The Syrian offensive largely against Al Qaeda-aligned takfiri fighters in eastern Aleppo has been widely condemned as a war crime, while the equally deadly and destructive campaigns mounted by the Iraqi army and its Shiite militia allies against Ramadi, Tikrit, Fallujah and now Mosul are justified due to the seizure of these cities by Daesh.

In both Syria and Iraq there would have been no urban warfare if gunmen had stayed out of the cities and towns. They moved in with the intention of using civilians as human shields.

The UN, the international community, and even Syrian President Bashar Assad estimated that there were 250,000 people in insurgent-held eastern Aleppo during the siege and conquest, but when residents fled or were evacuated the number came down to, at most, 90,000, including several thousand fighters and their families.

During a visit to east Aleppo earlier this month, this correspondent was told that about a quarter of former inhabitants had returned — but no number was given for the total number of those who had left during the months up to the collapse of the insurgents at the end of last December.

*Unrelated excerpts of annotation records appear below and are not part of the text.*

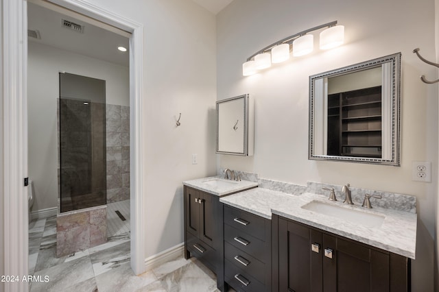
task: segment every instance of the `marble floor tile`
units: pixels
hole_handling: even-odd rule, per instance
[[[43,236],[56,234],[56,217],[47,219],[44,228]]]
[[[161,278],[168,273],[172,273],[180,267],[191,263],[191,260],[185,258],[178,258],[174,260],[165,263],[164,264],[152,269],[152,272],[158,278]]]
[[[93,264],[95,276],[97,276],[110,270],[117,269],[121,264],[130,263],[131,253],[130,242],[119,244],[112,247],[91,254],[90,259]]]
[[[39,271],[60,265],[65,261],[67,258],[67,256],[56,257],[56,246],[40,250],[35,265],[35,273]]]
[[[96,276],[96,282],[99,292],[166,291],[153,273],[134,275],[129,262]]]
[[[93,246],[88,249],[88,253],[90,254],[95,254],[96,252],[107,250],[110,247],[113,247],[116,245],[119,245],[121,243],[126,243],[130,242],[130,236],[127,234],[121,234],[115,236],[112,236],[108,239],[108,241],[99,245]]]
[[[38,253],[29,254],[29,275],[34,275],[35,267],[36,266],[36,260],[38,258]]]
[[[169,292],[213,292],[217,290],[216,280],[193,262],[159,280]]]
[[[36,271],[34,276],[41,276],[43,278],[47,276],[49,281],[32,283],[31,292],[64,291],[65,288],[94,278],[91,262],[88,256]]]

Once Mosul is liberated from Daesh, it is likely that the number of residents who remain until the bitter end could be lower than the hundreds of thousands estimated because tens of thousands left either before the campaign against Daesh was launched last October or during lulls in the fighting.

Nevertheless, casualties are mounting.

Mosul Eye, a blog founded by Muslawis to inform outsiders of what is happening in their city, has launched an urgent plea for an end to air strikes, artillery shelling and the use of heavy weapons against civilian areas in western Mosul.

Mosul Eye claims the main purpose of the battle for Mosul is to “protect civilians”, a claim not borne out by the actions of the attackers.

The goal of the battle is to rout Daesh whatever the cost in life, limb and property.

Earlier anti-Daesh campaigns  demonstrated the truth of this assessment.

 

To make matters worse, Baghdad has failed to deal with the aftermath of warfare by helping displaced Sunnis to return home by demining their cities and providing essential services and grants to rebuild.